Eğer kişide bu ve benzeri nörolojik bulgular yoksa ve muayenede herhangi bir anormallik tespit edilmediyse emardaki lekelerin önemli olmadığına kanaat getirilebilmektedir.
Beyin emarı ile hangi hastalıklar teşhis edilebilir?
Gelişen teknoloji ile birçok hastalıkta erken tanı ve tedaviyi mümkün kılan MRI, birçok nörolojik hastalıkta da tanı koyma ve izleme imkanı sunmaktadır.
Buna göre beyin emarı ile teşhis edilebilen durumlardan bazıları şunlardır:
- Beyinde bir kan pıhtısının bulunması veya beyin anevrizması
- Beyin kanaması veya enfeksiyonlar
- Epilepsi ile ilişkili beyin hasarı
- Beyin tümörleri ve kistleri
- Multipl skleroz (MS) gibi belirli kronik nörolojik durumlar
- Bunama, inme veya hidrosefali
- Hipofiz adenomu gibi hipofiz bezi sorunları
- Travmalara bağlı beyin hasarları
- Chiari malformasyonu ve kortikal gelişim malformasyonları gibi beyin gelişimi veya yapısı ile ilgili sorunlar
Öte yandan hastada migren veya kronik baş ağrıları gibi şikayetler varsa, nöbet geçirme söz konusuysa, vertigo veya sık sık şiddetli baş dönmesi atakları varsa, açıklanamayan işitme kaybı sorunu izleniyorsa ve göz muayenesi ile açıklanmayan görme sorunları varsa beyin emarı ile inceleme yapılması, uzman hekim tarafından tavsiye edilebilmektedir.

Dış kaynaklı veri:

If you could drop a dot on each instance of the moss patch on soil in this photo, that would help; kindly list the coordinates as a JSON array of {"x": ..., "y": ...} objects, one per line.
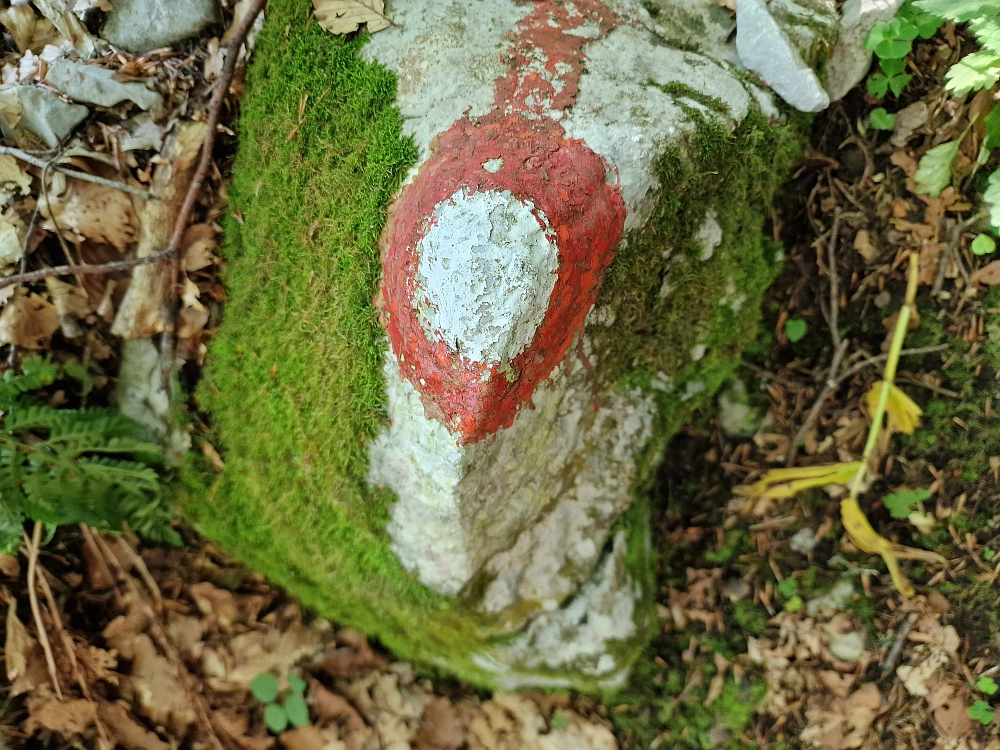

Bunların dışında ise hipotalamus ve hipofiz bezi ile ilgili hormonal dengesizlikler, düşünce ve davranışlardaki ani ve dikkat çeken değişiklikler ve aşırı zayıflık ve yorgunluk gibi şikayetlerin sonucunda da tanı koymak amacıyla beyin emarı çekilmesi söz konusu olabilmektedir.